Le Prince-Régent ne commit pas pareille faute. Son petit domestique s’était déjà retiré, rampant en arrière sur les talons jusqu’à l’entrée de la tente, où il venait de reprendre place parmi ses camarades,… le Prince-Régent avait eu le temps de se rougir les lèvres et les quelques dents qui lui restaient avec le jus du bétel, avant de répondre.

— Oui, il y a beaucoup de monde à Pandeglang. Tout familier, connaissant le Prince-Régent et le contrôleur, et, partant, au fait des secrets de Lebac, eût parfaitement compris que l’entretien était déjà devenu un débat.

— C’est vrai, fit Dipanon, nous avons peu de monde ici, mais…

Le Prince-Régent le regarda, comme s’il s’attendait à une attaque. Il savait qu’après le : mais, pouvait suivre quelque chose de désagréable pour celui qui depuis trente ans était régent de Lebac.

Dipanon, coupant court, redemanda au gardien s’il ne voyait rien venir ?

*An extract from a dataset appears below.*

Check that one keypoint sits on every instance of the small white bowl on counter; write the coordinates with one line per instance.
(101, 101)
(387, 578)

— Rien encore sur la route de Pandeglang, monsieur le contrôleur, mais là-bas, de l’autre côté, arrive quelqu’un à cheval… c’est le commandant…

— Pour sûr, Dongso ! s’écria Dipanon. Il chasse dans le voisinage ; il est parti ce matin de bonne heure… Hè ! Declari ! Declari !

— Il vous entend, Monsieur, il vient par ici. Son domestique le suit ; je vois même une carnassière sur la croupe de son cheval.